The idea that guiding Chavistas by the example of moral righteousness would lead them into acquiescing that free gameplay is their raison d’ être in the political game. That novel way of looking at chavismo, paired with the Ramos Allup notion of the “Political Brothel,” forced a patronizing opinionated way with deep roots in the cultural & entertainment industry of Venezuela. A paradoxical reflection of a group that also included the terrorist guerrilla leaders of the 1960s who went up in arms against the Ancien Regime.
The notion that chavismo can adhere to democratic rules inherently denies categorizing that regime as tyrannical. The same Petkoffian train of thought exalts the idea of “unity” as a political opposition force –regardless of the components of the coalition–, dressing up political failures as successes, like the Manuel Rosales candidacy in 2006.
The concept of “Unity” –to put a single group of politicians & special interest lobby groups in charge of every decision aspect– in the mainstream Venezuelan opposition forced citizens to cast their vote in support of characters they despised –like Ismael García, Raúl Baduel, Henri Falcón & Luisa Ortega Díaz are cardinal examples– to gain political forces and cajole “bad” Chavistas into the rule of law, something that Ramon Guillermo Aveledo also capitalized –nearly a lustrum after the landslide victory chavismo to an unopposed congress– as he ran the Democratic Unity Roundtable with Ramón José Medina –personal friend & employee of corrupt Chavista banker Victor Vargas Irausquin–.
By missing the diagnosis –by either ignorance or deliberate action–, the result remains the same: a controlled opposition with skeletons in their closet that blatantly rejects any other way to rid Venezuela of the red plague hailing from Havana, a radical paradox in the Teodoro Petkoff mindset, for he was a man that created the insurgent line of the Communist Party of Venezuela, fracturing it by creating breakaway groups –that wreaked extraordinary havoc in the country’s nascent democratic years– and then promoting and ideologically governing the movement that saw the integration of the radical left into the legal, political system –all thanks to the hefty sums of money that a petrostate provided to appease them by letting them enter into crucial niches, academia, and entertainment–.
The Petkoff doctrine forces its adherents to be critical of chavismo in a unique way: That which can be said of chavismo, could also be said of him when he and his criminal clique “converted” to the creed of electoral, and that the public should give its support to reformed democratic values.
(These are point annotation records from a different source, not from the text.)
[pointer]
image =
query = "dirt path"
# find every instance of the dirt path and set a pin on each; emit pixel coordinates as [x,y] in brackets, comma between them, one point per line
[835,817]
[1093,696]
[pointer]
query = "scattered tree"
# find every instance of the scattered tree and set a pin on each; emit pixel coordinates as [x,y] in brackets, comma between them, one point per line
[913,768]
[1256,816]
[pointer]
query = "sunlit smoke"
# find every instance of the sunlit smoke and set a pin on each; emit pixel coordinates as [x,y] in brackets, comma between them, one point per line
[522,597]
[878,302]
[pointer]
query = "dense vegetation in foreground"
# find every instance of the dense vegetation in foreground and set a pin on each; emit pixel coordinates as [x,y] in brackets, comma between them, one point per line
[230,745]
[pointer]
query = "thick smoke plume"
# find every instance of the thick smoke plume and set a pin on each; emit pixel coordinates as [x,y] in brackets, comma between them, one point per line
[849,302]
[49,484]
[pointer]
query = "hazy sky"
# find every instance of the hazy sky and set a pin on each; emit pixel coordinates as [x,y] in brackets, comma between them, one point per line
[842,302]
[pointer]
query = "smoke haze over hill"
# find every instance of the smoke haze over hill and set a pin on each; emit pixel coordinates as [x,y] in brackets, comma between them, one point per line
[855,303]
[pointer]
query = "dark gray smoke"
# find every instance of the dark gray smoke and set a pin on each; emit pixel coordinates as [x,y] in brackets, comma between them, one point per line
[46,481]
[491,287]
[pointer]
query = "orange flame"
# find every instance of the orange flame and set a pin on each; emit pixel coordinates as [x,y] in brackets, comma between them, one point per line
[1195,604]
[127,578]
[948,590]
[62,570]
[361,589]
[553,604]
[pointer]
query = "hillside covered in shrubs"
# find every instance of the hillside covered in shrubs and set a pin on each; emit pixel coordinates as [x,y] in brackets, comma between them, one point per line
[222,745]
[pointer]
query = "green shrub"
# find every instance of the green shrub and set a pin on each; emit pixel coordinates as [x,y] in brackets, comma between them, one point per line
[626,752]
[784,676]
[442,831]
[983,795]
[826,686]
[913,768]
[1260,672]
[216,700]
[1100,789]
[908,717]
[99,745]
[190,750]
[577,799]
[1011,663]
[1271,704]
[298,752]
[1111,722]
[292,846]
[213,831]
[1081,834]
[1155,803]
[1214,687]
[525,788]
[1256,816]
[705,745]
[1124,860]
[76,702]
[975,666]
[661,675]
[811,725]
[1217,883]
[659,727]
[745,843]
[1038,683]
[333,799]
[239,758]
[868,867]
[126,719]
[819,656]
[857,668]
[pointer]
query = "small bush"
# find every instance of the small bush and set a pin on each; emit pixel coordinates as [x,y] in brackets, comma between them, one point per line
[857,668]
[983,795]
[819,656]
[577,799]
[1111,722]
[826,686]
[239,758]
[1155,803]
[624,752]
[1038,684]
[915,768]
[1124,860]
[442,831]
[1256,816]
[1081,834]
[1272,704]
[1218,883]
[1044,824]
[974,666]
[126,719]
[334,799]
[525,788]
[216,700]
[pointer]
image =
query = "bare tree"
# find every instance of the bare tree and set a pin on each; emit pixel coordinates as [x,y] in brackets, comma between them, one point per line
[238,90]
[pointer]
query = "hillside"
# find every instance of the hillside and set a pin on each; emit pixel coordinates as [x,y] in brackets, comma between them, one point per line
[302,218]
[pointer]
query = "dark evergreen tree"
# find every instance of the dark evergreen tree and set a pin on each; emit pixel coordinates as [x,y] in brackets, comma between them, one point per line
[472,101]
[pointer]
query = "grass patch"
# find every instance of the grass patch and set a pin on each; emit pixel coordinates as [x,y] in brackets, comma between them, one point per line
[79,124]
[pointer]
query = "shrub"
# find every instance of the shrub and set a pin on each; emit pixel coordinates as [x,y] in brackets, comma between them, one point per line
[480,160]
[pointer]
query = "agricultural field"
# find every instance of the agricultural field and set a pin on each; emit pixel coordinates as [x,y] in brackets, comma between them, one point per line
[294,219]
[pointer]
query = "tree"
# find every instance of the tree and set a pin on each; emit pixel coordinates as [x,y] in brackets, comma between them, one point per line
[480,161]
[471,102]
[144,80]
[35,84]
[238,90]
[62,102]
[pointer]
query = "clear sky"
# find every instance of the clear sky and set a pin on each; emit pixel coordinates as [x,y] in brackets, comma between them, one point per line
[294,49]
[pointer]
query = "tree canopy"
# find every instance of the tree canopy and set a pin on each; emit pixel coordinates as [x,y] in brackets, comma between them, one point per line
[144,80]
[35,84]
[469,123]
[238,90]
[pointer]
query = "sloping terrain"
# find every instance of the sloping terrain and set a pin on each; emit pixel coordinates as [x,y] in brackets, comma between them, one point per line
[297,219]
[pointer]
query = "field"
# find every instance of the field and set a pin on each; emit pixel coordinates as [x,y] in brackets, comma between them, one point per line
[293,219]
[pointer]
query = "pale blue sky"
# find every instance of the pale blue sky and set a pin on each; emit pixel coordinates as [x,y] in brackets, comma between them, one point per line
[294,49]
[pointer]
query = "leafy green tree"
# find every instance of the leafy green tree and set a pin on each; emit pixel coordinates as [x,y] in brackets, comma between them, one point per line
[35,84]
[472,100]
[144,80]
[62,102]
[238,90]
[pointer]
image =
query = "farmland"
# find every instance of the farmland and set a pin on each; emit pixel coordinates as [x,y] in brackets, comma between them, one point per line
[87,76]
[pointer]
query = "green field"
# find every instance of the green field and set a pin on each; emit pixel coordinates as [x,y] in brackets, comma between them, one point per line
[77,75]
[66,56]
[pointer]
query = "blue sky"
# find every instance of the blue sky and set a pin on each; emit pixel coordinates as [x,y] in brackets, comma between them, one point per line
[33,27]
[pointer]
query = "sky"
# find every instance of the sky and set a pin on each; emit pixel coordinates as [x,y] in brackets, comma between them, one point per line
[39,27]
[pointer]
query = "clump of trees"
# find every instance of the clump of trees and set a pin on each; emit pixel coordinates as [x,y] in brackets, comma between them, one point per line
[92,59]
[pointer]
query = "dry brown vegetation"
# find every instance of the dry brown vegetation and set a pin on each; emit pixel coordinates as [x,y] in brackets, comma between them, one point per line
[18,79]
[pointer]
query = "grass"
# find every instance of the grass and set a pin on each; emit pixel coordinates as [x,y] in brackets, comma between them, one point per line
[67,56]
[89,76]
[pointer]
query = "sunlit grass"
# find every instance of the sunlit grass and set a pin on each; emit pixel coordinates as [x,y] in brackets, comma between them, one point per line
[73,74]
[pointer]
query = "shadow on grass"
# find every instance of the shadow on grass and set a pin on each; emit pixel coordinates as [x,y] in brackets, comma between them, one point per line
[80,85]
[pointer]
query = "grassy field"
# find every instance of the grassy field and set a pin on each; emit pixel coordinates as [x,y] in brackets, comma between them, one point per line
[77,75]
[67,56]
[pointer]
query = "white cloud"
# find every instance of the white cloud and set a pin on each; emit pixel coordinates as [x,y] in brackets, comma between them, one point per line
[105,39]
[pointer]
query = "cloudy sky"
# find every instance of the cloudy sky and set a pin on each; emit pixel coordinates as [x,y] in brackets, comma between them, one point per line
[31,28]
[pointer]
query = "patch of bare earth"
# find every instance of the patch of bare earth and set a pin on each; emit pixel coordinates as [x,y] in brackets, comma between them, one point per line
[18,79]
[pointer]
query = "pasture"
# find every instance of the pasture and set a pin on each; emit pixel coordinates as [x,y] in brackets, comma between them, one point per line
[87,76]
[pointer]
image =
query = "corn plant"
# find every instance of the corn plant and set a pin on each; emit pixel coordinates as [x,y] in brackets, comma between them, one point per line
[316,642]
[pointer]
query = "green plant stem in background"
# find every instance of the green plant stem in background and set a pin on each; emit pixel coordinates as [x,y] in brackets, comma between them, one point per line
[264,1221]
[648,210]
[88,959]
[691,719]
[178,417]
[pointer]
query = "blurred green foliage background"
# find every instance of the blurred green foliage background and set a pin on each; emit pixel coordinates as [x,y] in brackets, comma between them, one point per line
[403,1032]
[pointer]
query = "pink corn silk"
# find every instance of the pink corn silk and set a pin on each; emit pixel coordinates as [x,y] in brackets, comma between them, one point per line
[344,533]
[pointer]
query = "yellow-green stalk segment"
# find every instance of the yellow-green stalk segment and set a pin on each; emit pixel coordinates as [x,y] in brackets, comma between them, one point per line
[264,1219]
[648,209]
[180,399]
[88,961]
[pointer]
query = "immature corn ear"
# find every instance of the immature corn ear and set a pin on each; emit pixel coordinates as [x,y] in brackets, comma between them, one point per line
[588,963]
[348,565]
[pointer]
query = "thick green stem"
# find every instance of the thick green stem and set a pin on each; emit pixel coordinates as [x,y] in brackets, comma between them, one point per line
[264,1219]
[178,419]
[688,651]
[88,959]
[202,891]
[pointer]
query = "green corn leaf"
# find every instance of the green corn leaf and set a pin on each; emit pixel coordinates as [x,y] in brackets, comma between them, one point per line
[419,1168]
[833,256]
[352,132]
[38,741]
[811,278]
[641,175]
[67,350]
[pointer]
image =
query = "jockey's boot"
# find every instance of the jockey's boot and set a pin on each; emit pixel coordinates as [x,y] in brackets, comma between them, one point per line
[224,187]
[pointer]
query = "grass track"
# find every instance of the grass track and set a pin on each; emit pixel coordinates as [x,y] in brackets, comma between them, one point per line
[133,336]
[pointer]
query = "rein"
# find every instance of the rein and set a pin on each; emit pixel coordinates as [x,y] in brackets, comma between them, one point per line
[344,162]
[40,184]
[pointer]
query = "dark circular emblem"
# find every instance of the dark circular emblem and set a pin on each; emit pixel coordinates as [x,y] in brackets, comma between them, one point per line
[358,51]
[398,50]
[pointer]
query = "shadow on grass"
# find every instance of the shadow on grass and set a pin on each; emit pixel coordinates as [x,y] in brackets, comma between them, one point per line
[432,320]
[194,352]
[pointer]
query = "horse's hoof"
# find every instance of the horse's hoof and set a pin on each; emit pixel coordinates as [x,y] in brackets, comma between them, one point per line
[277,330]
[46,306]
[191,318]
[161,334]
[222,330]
In that sense, the opposition had to admit the democrats within chavismo and shun the violent autocratic radicals.
The view of the political action of opposition and government has had over the course of nearly 16 years the imprint of the Petkoffian doctrine, and here, at Cultura Política we are hellbent on destroying that doctrine to make way for an alternative that puts sovereign interests first.